The needs are different to-day. The once vibrant band of young Sisters is facing diminishment: ageing, declining numbers, dwindling resources, in a rapidly changing society. Others are now well equipped to provide the services that they once pioneered. They are, however, full of hope and continue to pray for the needs of those around them, for the needs of the global community and for the Church, trusting in God’s Divine Providence. They rejoice in the words of Pope Francis in his letter last year to all consecrated people setting out the aims of the Year of Consecrated Life: ‘to look on the past with gratitude … to live the present with passion and … to embrace the future with hope’. The Mercy Sisters who are Ennis parishioners can truly look back ‘with gratitude’ as they thank God for that original invitation in 1853, for the gift of their own vocations and for the unfailing love and support they experience from the local communities in which they live; each in her own way tries to live the present ‘with passion’; and with confidence they ‘embrace the future with hope’. A constant reminder of our roots in the parish is the presence in the Cathedral of five panels of the ’Corporal Works of Mercy’ stained-glass window, installed in 2004 to mark the 150th anniversary of the coming of the Sisters to Ennis. The window was a gift of the then Parish Priest, Dean Kenny, in 1869, to the original St. Xavier’s chapel (now the Riches of Clare Museum). It was transferred to the ‘new’ chapel dedicated in 1895; two panels were incorporated into the present Convent on Bóthar na Trócaire, when we moved there in 1994 and one panel into the entrance at Coláiste Muire in 2004.

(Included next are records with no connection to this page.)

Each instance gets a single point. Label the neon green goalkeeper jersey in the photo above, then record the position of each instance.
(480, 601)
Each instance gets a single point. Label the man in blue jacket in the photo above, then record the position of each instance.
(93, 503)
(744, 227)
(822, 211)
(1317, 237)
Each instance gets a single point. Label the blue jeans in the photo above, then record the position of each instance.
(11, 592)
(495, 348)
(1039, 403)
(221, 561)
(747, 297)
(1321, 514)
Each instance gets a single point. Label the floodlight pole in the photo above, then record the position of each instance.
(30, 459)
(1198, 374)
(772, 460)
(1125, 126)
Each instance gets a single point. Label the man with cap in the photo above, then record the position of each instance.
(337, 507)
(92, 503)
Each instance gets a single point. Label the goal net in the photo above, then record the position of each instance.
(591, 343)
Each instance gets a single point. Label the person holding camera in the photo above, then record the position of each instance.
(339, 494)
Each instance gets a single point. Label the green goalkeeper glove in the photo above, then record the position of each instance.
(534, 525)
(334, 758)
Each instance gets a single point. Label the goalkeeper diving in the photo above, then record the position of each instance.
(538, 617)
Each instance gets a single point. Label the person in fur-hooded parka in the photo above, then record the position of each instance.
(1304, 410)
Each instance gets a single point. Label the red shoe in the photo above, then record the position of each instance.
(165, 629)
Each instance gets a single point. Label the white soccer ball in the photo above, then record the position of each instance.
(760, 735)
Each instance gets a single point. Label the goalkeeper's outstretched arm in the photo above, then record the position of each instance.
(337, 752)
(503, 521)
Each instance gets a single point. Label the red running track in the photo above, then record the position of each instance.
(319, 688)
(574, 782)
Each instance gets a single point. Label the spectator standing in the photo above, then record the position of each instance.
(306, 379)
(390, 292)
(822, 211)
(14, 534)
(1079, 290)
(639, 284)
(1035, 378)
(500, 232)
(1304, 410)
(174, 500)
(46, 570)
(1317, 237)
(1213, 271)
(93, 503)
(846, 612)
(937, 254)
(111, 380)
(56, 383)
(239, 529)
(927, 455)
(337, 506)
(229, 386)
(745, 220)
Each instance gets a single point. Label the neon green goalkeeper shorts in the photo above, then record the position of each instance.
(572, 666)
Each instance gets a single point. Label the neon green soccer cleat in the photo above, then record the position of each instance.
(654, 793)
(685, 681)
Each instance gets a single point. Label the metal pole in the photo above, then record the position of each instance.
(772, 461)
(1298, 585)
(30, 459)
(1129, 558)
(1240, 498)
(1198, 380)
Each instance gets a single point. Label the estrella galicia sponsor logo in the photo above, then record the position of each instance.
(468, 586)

One special year closed and another exciting one, with special resonance for us as Sisters of Mercy, has already begun. On 8th December 2015, Pope Francis opened the Holy Door of St. Peter’s Basilica in Rome to mark the official start of The Jubilee Year of Mercy. Incorporated into the midday Mass in the Cathedral of Sts. Peter & Paul here in Ennis, on December 13th, was the opening of our own Killaloe Holy Door. It leads to a beautifully appointed, welcoming ‘sacred space’ which will help to keep us focused on the purpose of this Jubilee Year. The Year of Mercy is a reminder to each of us to be aware of the infinite love and mercy of God towards us; a reminder to show mercy and compassion towards others; to focus on forgiveness, reconciliation and providing practical help to people who are in need or suffering hardship. The hallmark of Sisters of Mercy has always been ‘practicality’ – providing education, health care, social work – sometimes perhaps with not as much evident compassion as we would now wish. In to-day’s changed circumstances we continue to be practical through advocacy, prison visitation, a myriad of small ‘good turns’ for others that go unnoticed and the supporting of colleagues and co-workers in mercy ministry in 44 countries across the globe, and through continuous intercession in prayer.
Let us unite with Pope Francis who has described the Holy Door as a ‘Door of Mercy, through which anyone who enters will experience the love of God who consoles, pardons and instils hope’
Five panels from the former St. Xavier’s Convent Stained Glass Corporal Works of Mercy Window now in the Parish Church.